Learning the steps it takes to go from Vala code to C code is absolutely fascinating.

Vala’s Compiler 101

  • The first step in the compiler is the lexical analysis. This is handled by valascanner.vala, where your Vala code gets tokenized, which breaks up your code into chunks called tokens that are easier for the compiler to understand.

     switch (begin[0]) {
          case 'f':
              if (matches (begin, "for")) return TokenType.FOR;
              break;
          case 'g':
              if (matches (begin, "get")) return TokenType.GET;
              break;
    </pre>
    The code above is a snippet of Vala's scanner, it's responsible for recognizing specific keywords like 'for' and 'get' and returning the appropriate token type.
    
    
  • Next is syntax analysis and the creation of the abstract syntax tree (AST). In Vala, it’s managed by valaparser.vala, which checks if your code structure is correct, for example, if that pesky ‘}’ is missing.

     inline bool expect (TokenType type) throws ParseError {
    	if (accept (type)) {
    		return true;
    	}
      
    	switch (type) {
    	case TokenType.CLOSE_BRACE:
    		safe_prev ();
    		report_parse_error (new ParseError.SYNTAX ("following block delimiter %s missing", type.to_string ()));
    		return true;
    	case TokenType.CLOSE_BRACKET:
    	case TokenType.CLOSE_PARENS:
    	case TokenType.SEMICOLON:
    		safe_prev ();
    		report_parse_error (new ParseError.SYNTAX ("following expression/statement delimiter %s missing", type.to_string ()));
    		return true;
    	default:
    		throw new ParseError.SYNTAX ("expected %s", type.to_string ());
    	}
    }
     </pre>
    This is a snippet of Vala's parser, it tries to accept a specific token type, like again that '}'. If '}' is there, it continues parsing. Else if not, it throws a syntax error.
    
    
  • Then comes semantic analysis, the “meat and logic,” as I like to call it. This happens in valasemanticanalyzer.vala, where the compiler checks if things make sense. Do the types match? Are you using the correct number of parameters?

     public bool is_in_constructor () {
          unowned Symbol? sym = current_symbol;
          while (sym != null) {
              if (sym is Constructor) {
                  return true;
              }
              sym = sym.parent_symbol;
          }
          return false;
      }
    </pre>
    This code is a snippet of Vala's semantic analyzer, which helps the compiler understand if the current code is a constructor. Starting from the current symbol, which represents where the compiler is in the code, it then moves through its parent symbols. If it finds a parent symbol that is a constructor, it returns true. Else if the parent symbol is null, it returns false.
    
    
  • After that, the flow analysis phase, located in valaflowanalyzer.vala, analyzes the execution order of the code. It figures out how control flows through the program, which is useful for things like variable initialization and unreachable code.

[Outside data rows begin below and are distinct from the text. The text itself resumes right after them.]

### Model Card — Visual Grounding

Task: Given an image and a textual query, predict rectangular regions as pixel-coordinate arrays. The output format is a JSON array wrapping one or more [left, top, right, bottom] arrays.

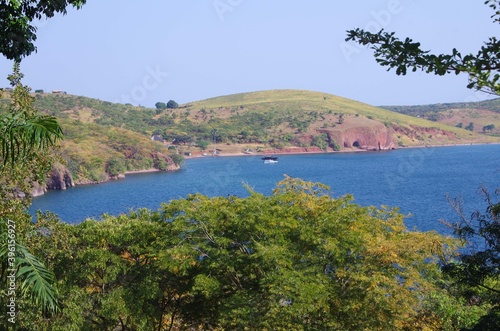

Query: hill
[[3, 89, 498, 191], [28, 90, 500, 153], [0, 92, 183, 190], [32, 89, 496, 149], [381, 98, 500, 135], [178, 89, 497, 153]]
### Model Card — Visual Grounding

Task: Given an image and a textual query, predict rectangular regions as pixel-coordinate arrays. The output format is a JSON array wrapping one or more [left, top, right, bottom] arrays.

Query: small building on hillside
[[151, 134, 164, 143]]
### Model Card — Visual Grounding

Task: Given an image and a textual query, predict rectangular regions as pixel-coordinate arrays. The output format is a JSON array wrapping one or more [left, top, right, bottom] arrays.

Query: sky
[[0, 0, 498, 107]]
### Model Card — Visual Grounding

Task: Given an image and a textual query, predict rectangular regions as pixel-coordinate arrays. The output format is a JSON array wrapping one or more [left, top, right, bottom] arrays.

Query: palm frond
[[15, 243, 59, 312], [0, 222, 59, 313], [0, 113, 63, 167]]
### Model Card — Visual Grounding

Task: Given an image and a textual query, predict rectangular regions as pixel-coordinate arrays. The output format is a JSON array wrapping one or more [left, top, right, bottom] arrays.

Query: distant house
[[151, 134, 164, 142], [52, 90, 67, 94], [244, 148, 254, 154]]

     public override void visit_lambda_expression (LambdaExpression le) {
    	var old_current_block = current_block;
    	var old_unreachable_reported = unreachable_reported;
    	var old_jump_stack = jump_stack;
    	mark_unreachable ();
    	jump_stack = new ArrayList ();
      
    	le.accept_children (this);
      
    	current_block = old_current_block;
    	unreachable_reported = old_unreachable_reported;
    	jump_stack = old_jump_stack;
    	}
    </pre></code>
    
    The snippet of Vala's flow analyzer ensures that control flow, like unreachable code or jump statements, is properly analyzed within the lambda expression.
    
    
  • After all that, we now want to convert the Vala code into C code using a variety of Vala files in the directories ccode and codegen.

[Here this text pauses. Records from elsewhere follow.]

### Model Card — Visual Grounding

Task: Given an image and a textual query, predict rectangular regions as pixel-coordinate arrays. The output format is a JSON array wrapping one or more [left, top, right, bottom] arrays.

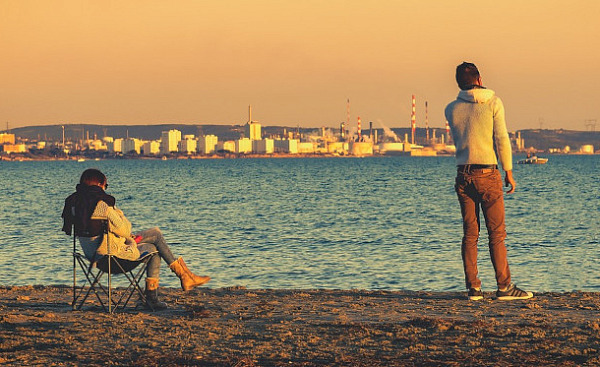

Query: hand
[[504, 170, 516, 194]]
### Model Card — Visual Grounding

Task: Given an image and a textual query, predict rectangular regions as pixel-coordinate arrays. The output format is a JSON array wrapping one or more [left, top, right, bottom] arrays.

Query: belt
[[457, 164, 498, 174]]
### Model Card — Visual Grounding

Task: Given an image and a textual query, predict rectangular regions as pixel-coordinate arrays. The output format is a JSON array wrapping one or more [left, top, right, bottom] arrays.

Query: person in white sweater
[[445, 62, 532, 301]]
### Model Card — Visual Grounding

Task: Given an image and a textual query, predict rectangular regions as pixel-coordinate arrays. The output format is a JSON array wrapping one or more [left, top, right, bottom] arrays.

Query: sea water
[[0, 155, 598, 292]]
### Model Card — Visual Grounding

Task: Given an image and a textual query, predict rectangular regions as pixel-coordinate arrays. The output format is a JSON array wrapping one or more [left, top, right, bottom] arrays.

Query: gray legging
[[135, 227, 177, 279]]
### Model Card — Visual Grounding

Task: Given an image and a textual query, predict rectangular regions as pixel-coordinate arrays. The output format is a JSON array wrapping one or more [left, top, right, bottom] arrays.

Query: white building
[[580, 144, 595, 154], [178, 136, 197, 155], [235, 138, 253, 154], [2, 143, 26, 154], [0, 133, 16, 144], [253, 139, 274, 154], [142, 140, 161, 155], [107, 138, 124, 153], [217, 141, 236, 153], [87, 139, 107, 151], [246, 122, 261, 140], [245, 105, 262, 140], [122, 138, 142, 154], [297, 142, 316, 154], [197, 135, 219, 155], [160, 130, 181, 154], [274, 139, 299, 154]]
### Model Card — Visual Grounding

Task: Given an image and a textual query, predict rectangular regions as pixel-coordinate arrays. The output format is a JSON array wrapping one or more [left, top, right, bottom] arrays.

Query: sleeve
[[492, 97, 513, 171], [106, 206, 132, 238]]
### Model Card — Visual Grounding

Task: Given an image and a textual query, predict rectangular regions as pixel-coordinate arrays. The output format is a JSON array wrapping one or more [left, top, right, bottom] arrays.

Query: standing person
[[62, 168, 211, 310], [445, 62, 533, 301]]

All of these classes inherit from valacodevisitor.vala, which is basically the mother of classes that provides the visit_* methods that allow each phase in the compiler to walk the source code tree.

I know this brief isn’t all of what there is to understand about the compiler, but it’s a start. Also, let’s take a moment to appreciate everyone who has contributed to Vala’s compiler design, it’s truly an art 🎨

The Coding Period Begins!!!

Now that GSoC’s official coding period is here, I’m continuing my research on how to implement JSON support.

Right now, I’m still learning the codegen phase AKA the phase of converting vala into C, I’m exploring json glib and starting to work on a valajsonmodule.vala in the code gen.

Another thing I want to work on is the Vala docs. The docs aren’t bad, but I’ve realized the information is pretty limited the deeper you get into the compiler.

I’m excited that this is starting to slowly make sense, little by little.